Anticancer Agent Created, Corrected

TWO RESEARCH GROUPS have found a good recipe for a synthetic organic study: identify a structurally intriguing and medically promising compound, invent a procedure for making it, and add a pinch of structural reassignment for good measure.

The two teams have just tested this recipe on neopeltolide, a recently discovered natural product that was isolated from a marine sponge and was found to have unusually potent anticancer properties. In the process of assembling the molecule from scratch, they also managed to correct its original, inaccurately assigned structure.

The studies were carried out independently by organic and medicinal chemist James S. Panek and coworkers Willmen Youngsaye, Jason T. Lowe, Frauke Pohlki, and Paul Ralifo at Boston University (Angew. Chem. Int. Ed. 2007, 46, 9211) and by bioorganic chemist Karl A. Scheidt and coworkers Daniel W. Custar and Thomas P. Zabawa at Northwestern University (J. Am. Chem. Soc. 2008, 130, 804). The work is an example of how organic synthesis can be useful not only for making molecules but also for resolving challenging structural problems.

"Synthesis makes it possible to make distinct stereochemical entities that would otherwise be inaccessible," Panek says. "It's not uncommon to need organic synthesis to come to the right conclusion" about the structure of a new chemical entity.

The neopeltolide saga began early last year, when marine natural products chemist Amy E. Wright and coworkers at Harbor Branch Oceanographic Institution, in Fort Pierce, Fla., reported the isolation, identification, and characterization of neopeltolide (J. Nat. Prod. 2007, 70, 412). The tantalizing compound was found in a marine sponge that one of Wright's colleagues, using a manned submersible, collected from a 1,450-foot-deep rocky outcrop in the ocean off northwest Jamaica.

In tests of the compound's biological activity, Wright and coworkers found the compound to be an unusually powerful antitumor agent, having potency about as strong as that of the commercial anticancer drug Taxol but with a different mechanism of action (cell cycle arrest instead of microtubule stabilization). It also had a challenging structure, so both Panek's and Scheidt's groups decided to try to synthesize it.

Wright and coworkers used advanced nuclear magnetic resonance techniques to determine neopeltolide's relative stereochemical configuration. But the Panek and Scheidt groups' synthetic efforts revealed that the structure proposed by Wright and coworkers was incorrect: The relative stereochemistry of two of the compound's carbon atoms had been reversed. Uncertainties in the data—a close similarity between NMR interatomic distance measurements in the correct and incorrect structures—had led to the inaccurate assignment.

Both synthetic groups first synthesized the compound with the incorrect structure and then noticed that its properties didn't match those of the natural product. Panek and coworkers narrowed down structural alternatives by evaluating NMR data; Scheidt's group carried out modeling studies to predict the actual structure. Both groups eventually synthesized the correct compound.

Neopeltolide has two main components—a macrolide with an embedded pyran ring and an oxazole-containing side chain—and the two teams devised complementary approaches to build and combine the components.

To form the pyran-containing macrolide, Panek and coworkers used an asymmetric dihydropyran annulation reaction they developed earlier. They then used an olefination reaction to add the side chain to the macrolide.

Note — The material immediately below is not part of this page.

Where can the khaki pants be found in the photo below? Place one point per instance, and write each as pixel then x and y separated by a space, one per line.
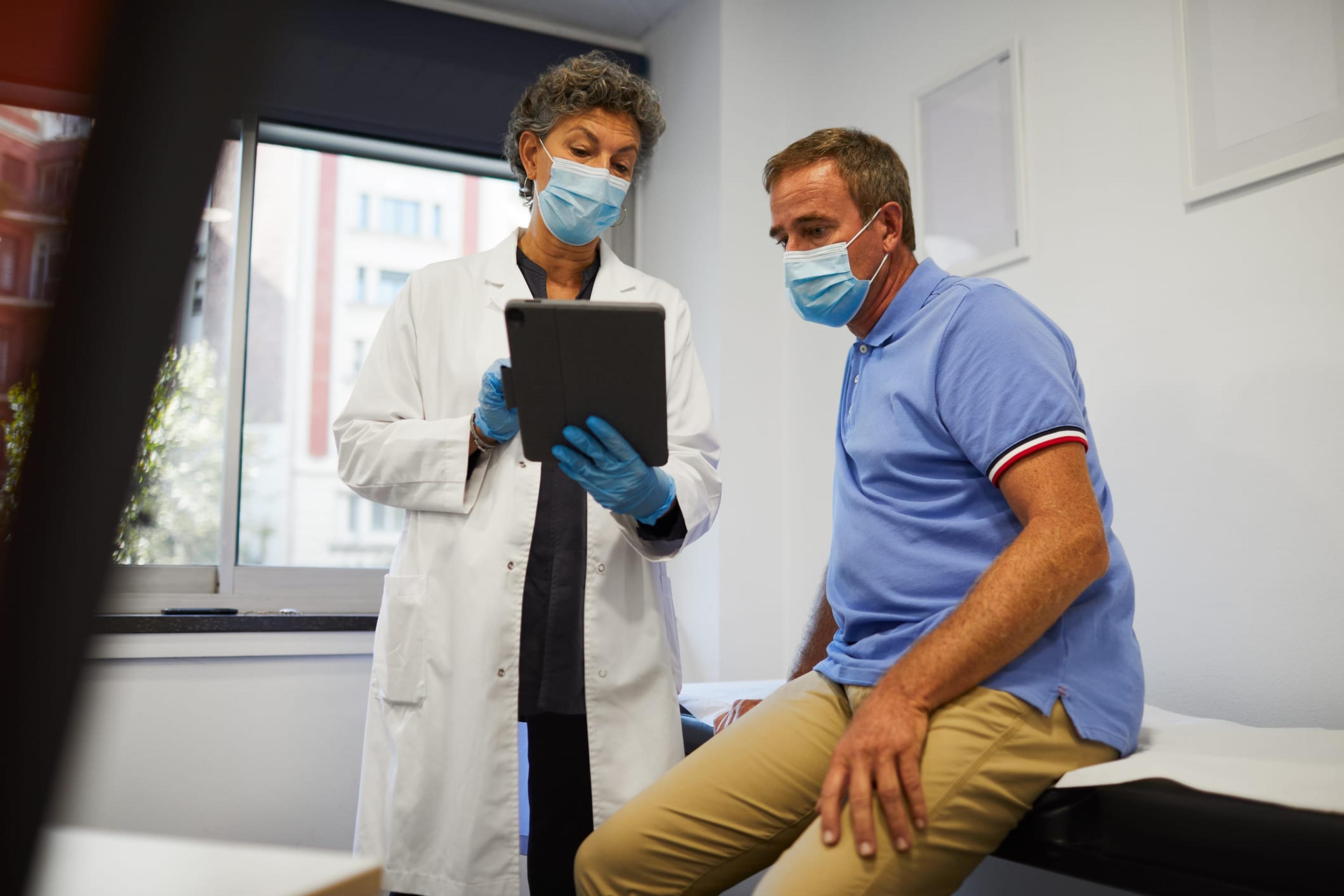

Scheidt and coworkers created a macrolide containing a pyranone (a pyran with an added ketone) by using a Lewis acid-catalyzed macrocyclization reaction they had developed earlier. They then used a Mitsunobu reaction to convert the pyranone to a pyran and simultaneously attach the side chain to the macrolide.

The discovery of neopeltolide's structurally incorrect assignment is but the latest in a series of similar cases in which organic synthesis has served as a key structural arbiter. For example, total syntheses of the marine metabolite palmerolide A reported independently last summer by two groups—one led by Jef K. DeBrabander of the University of Texas Southwestern Medical Center, in Dallas, and another headed by K. C. Nicolaou of Scripps Research Institute and the University of California, San Diego, and David Y.-K. Chen of the Agency for Science, Technology & Research, in Singapore—led to structural revision of that natural product.

With neopeltolide now available by two synthetic routes, efforts to synthesize analogs and test them for bioactivity have begun. Each of the total syntheses has its advantages, such as making specific types of analogs more easily accessible. In this case, therefore, two cooks definitely have not spoiled the broth.